How do the Courts decide Employment status?
The starting point is to review the engagement contract, obtain the relevant facts of the working relationship from both the engager and the worker and then form a ‘hypothetical contract’ of the actual working terms and conditions. Unfortunately, as proven in the Supreme Court decision of Autoclenz Ltd v Belcher and others, the reality of the working relationship does not always mirror that contained in the contract.
Once the hypothetical contract has been drawn, the employment status indicators mentioned above are used to determine if the contract is one of employment or self-employment.
What happens if you get the employment status wrong?
Employment status is a significant risk and is always reviewed during HMRC compliance checks.
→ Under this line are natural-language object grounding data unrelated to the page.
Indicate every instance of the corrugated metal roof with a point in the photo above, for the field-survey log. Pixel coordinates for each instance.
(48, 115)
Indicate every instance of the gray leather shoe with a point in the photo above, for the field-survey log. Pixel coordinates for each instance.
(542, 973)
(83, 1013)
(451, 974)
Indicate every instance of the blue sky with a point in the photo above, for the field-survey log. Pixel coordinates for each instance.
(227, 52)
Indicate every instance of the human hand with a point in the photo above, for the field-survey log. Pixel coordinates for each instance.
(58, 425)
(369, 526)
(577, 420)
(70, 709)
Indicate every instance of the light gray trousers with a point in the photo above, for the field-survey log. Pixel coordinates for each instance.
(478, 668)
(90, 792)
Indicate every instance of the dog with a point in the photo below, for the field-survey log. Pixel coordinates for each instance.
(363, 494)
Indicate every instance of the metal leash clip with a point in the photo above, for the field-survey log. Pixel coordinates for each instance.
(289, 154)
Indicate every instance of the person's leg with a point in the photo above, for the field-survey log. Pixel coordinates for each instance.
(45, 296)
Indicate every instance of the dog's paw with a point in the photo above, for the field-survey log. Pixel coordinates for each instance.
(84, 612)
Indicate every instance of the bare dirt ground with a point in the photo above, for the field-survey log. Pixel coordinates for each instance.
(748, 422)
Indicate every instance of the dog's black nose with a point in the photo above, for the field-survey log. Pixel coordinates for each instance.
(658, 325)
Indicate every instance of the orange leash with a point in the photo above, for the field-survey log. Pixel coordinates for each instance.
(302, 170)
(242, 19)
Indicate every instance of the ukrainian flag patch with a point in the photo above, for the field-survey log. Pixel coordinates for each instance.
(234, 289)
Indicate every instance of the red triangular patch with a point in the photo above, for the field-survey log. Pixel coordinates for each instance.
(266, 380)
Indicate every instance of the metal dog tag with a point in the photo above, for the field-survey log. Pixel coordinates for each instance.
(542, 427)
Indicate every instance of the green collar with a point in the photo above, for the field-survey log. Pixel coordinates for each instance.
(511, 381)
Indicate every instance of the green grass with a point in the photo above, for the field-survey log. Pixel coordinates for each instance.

If HMRC disputes a worker’s status, they will assess Income tax and NI liabilities for the past six completed tax years if the worker is a sole trader. For those engaged through a PSC or intermediary, assessments will start from April 2021, provided the end client is a medium or large entity in the private sector.
Summary
In the Autumn Statement 2024, the Government announced the recruitment and training of 500 new compliance officers. Furthermore, during a speech marking the 20th anniversary of HMRC, hosted by the Chartered Institute of Taxation (‘CIOT’) and Institute of Chartered Accountants (‘ICA’), the Exchequer Secretary James Murray MP revealed that an additional 600 compliance staff will begin work on early 2025. The use of AI will also help better target cases for review.
This initiative, along with investments to modernize HMRC systems and new legislation aimed at tackling non-compliant tax avoidance, is expected to raise £6.5 billion per year by 2029/30. It is anticipated that HMRC compliance activity will increase in the 2025/26 and subsequent tax years.
Understanding employment status can be complex, as even judges have arrived at different decisions based on seemingly similar facts. However, the tax cases mentioned below should be reviewed and lessons learnt taken on board and implemented.
Our article in the Winter Employment Tax Briefing offers guidance on navigating the complexities of employment status, drawing lessons from recent cases involving media celebrity Kaye Adams (AHPL v HMRC EWCA Civ 501) and PGMOL v HMRC [2024] UKSC 29.
Additionally, HMRC has produced guidance on how to comply with IR35 OPW rules to avoid common mistakes.
What can companies do to remain compliant?
It is anticipated that HMRC will use the guidance to assess companies’ employment status processes, controls, and governance, so it is recommended that you review your Off Payroll Worker population to ensure that the correct employment status determination has been made. As shown in recent cases such as Phil Thompson’s (UT Neutral citation number: [2025] UKUT 00094 (TCC) UT (Tax & Chancery) Case Number: UT-2024-000044), having a robust contract which is a true reflection of the working relationship (i.e. self-employment will help defend any employment status challenge by HMRC. You should also review and amend your employment status processes, as necessary to comply with the prevailing case law.